Duplicate content test

What is it?

Identifies any pages which contain identical content but different URLs.

Why it matters

Consider a website which returns an identical page for each of these addresses:

  • http://example.com/
  • http://www.example.com/
  • http://example.com/index.html

This is a problem because – to a computer – these are completely different URLs, and any ‘value’ given to these URLs is divided between these copies.

It would be as if a company had 3 phone numbers that performed an identical function, and tried to market all 3 for people to remember; their efforts would be diluted. With webpages, duplicate content is seen as a dilution of the value of a page by search engines like Google. A core tenant of SEO is the removal or proper markup of duplicate content.

How it works

Insites compares the visible content of every page, discounting some ‘noise’ which could cause identical pages to appear differently.

Where duplicate pages are found, Insites considers the one with the shortest URL to be original version of the page.
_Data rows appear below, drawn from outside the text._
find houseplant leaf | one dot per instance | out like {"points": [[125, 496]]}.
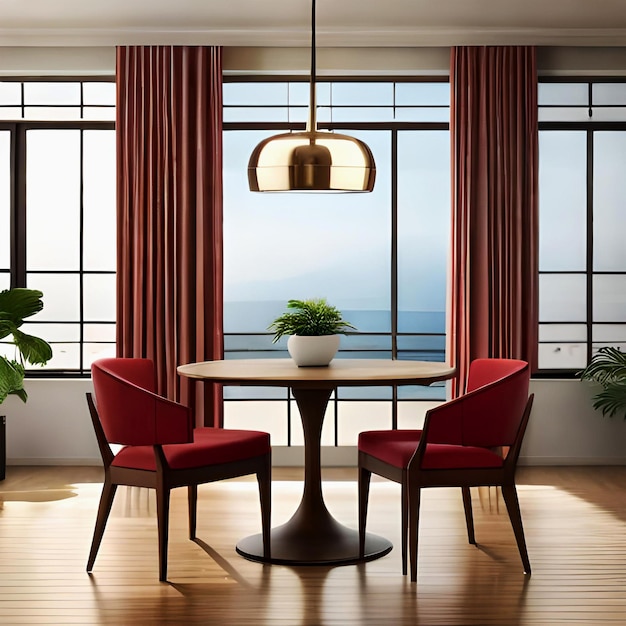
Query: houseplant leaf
{"points": [[16, 305], [607, 368], [11, 379]]}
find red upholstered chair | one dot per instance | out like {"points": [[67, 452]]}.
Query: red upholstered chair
{"points": [[471, 441], [162, 450]]}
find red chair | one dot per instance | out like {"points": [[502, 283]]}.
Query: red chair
{"points": [[162, 450], [471, 441]]}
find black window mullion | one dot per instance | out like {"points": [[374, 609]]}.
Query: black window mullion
{"points": [[589, 261], [18, 213]]}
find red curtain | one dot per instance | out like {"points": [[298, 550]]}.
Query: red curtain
{"points": [[493, 288], [169, 211]]}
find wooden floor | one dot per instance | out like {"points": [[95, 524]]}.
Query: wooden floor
{"points": [[575, 522]]}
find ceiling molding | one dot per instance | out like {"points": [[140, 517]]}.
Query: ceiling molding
{"points": [[382, 37]]}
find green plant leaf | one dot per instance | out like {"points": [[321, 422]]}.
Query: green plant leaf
{"points": [[16, 305], [309, 318], [611, 400], [607, 368], [19, 303], [11, 379]]}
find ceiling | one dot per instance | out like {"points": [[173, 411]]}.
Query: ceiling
{"points": [[395, 23]]}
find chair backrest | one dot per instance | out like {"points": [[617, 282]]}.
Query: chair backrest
{"points": [[130, 413], [490, 413]]}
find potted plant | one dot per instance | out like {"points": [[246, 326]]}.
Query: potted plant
{"points": [[313, 327], [608, 369], [16, 305]]}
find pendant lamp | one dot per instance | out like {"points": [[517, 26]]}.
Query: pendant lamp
{"points": [[311, 160]]}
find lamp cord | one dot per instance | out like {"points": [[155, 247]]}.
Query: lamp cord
{"points": [[312, 122]]}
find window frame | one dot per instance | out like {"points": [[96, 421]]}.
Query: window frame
{"points": [[589, 126]]}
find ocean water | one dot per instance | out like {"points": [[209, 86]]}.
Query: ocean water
{"points": [[246, 334]]}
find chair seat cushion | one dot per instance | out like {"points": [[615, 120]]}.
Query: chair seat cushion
{"points": [[211, 446], [396, 447]]}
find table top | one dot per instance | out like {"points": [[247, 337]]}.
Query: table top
{"points": [[344, 372]]}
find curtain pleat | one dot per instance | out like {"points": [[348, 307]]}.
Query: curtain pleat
{"points": [[169, 209], [493, 296]]}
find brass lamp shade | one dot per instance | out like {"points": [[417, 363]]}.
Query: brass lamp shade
{"points": [[311, 161]]}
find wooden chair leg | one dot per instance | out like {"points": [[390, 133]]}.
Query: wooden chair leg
{"points": [[509, 492], [264, 478], [163, 515], [192, 500], [104, 508], [404, 520], [364, 490], [469, 517], [414, 510]]}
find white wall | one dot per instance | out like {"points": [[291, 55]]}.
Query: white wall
{"points": [[54, 428]]}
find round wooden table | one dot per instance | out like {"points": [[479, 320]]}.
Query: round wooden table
{"points": [[313, 536]]}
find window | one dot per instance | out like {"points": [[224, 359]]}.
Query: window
{"points": [[381, 257], [57, 212], [582, 257]]}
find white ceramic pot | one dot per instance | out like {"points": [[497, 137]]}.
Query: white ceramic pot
{"points": [[313, 351]]}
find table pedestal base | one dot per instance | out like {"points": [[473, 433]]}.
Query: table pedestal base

If the URL length is identical, the first page it encountered takes precedence.

If a page defines a canonical URL, that URL is considered the actual URL for the page, and if that page has already been downloaded, the canonical copy is ignored. This means you can ‘fix’ duplicate content by adding canonical tags, as is recommended by Google.

Duplicate pages are purposely excluded from most tests, and do not count towards the maximum number of pages that Insites will test. This means, for example, that duplicate pages are not spell checked, as if they were, they would needlessly report duplicate results.

How to use it

The first tab of this test lists duplicate pages. For each page, a Copies count shows how many instances of that page exist. You may click on this count to list all of the copies of that specific page.

How to fix it

There are several ways to address duplicate content, depending on the type of duplication:

  • For content duplicated across www and non-www prefixed URLs, e.g. example.com and www.example.com – these should be addressed by a site-wide redirection, e.g. any visitor going to www.example.com/foo should be taken to example.com/foo automatically. This is normally a relatively simple server configuration change and will halve your duplicated content.
  • For content duplicated across http and https URLs, e.g. http://example.com/ and https://example.com/ – these should also be addressed by a site-wide redirection. The HTTPS (secure) version of the page should be the preferred version.
  • For content duplicated by an end trailing slash, e.g. example.com/foo and example.com/foo/ – these should also be addressed by a site-wide redirection. You can choose either, but we recommend using the non-www prefixed URLs as the preferred version.
  • For content duplicated by an optional filename, e.g. example.com/ and example.com/index.html – you can either configure a site-wide redirection as above, or update all of your existing links to point to the shorter URL form.
  • For content duplicated by query parameter or a dynamic script, e.g. example.com/?session=1234 and example.com/?session=2345 you should add a canonical tag to the affected pages.
  • For any other duplicated content you should consider either adding a 301 redirection, or set a canonical tag.